Supreme Court Halts Title 42 Expiration


Supreme Court Chief Justice John Roberts | Image by Getty Images

Supreme Court Chief Justice John Roberts on Monday temporarily blocked the lifting of Title 42, the pandemic-era health policy that has been used to remove more than 2.5 million unlawful migrants since the beginning of the COVID-19 pandemic.

The policy was set to expire on Wednesday, December 21, but a coalition of 19 Republican-led states had asked the high court for an emergency stay to keep Title 42 in place after a request was rejected by an appellate court last Friday.

In the one-page order, Chief Justice Roberts granted the stay pending further order of the court and asked the government to respond to the states by 5 p.m.

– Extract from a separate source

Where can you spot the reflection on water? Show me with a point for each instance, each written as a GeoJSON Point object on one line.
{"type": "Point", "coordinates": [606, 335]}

Tuesday.

It is unclear how long Roberts’ stay will remain in place, but it will likely be months until the court considers the states’ request.

Roberts’ decision is procedural and does not indicate how the court will ultimately rule on the Title 42 request, Aaron Reichlin-Melnick, policy director at the American Immigration Council, told Axios.

The Department of Homeland Security (DHS) said the public health order “will remain in effect at this time, and individuals who attempt to enter the United States unlawfully will continue to be expelled to Mexico.”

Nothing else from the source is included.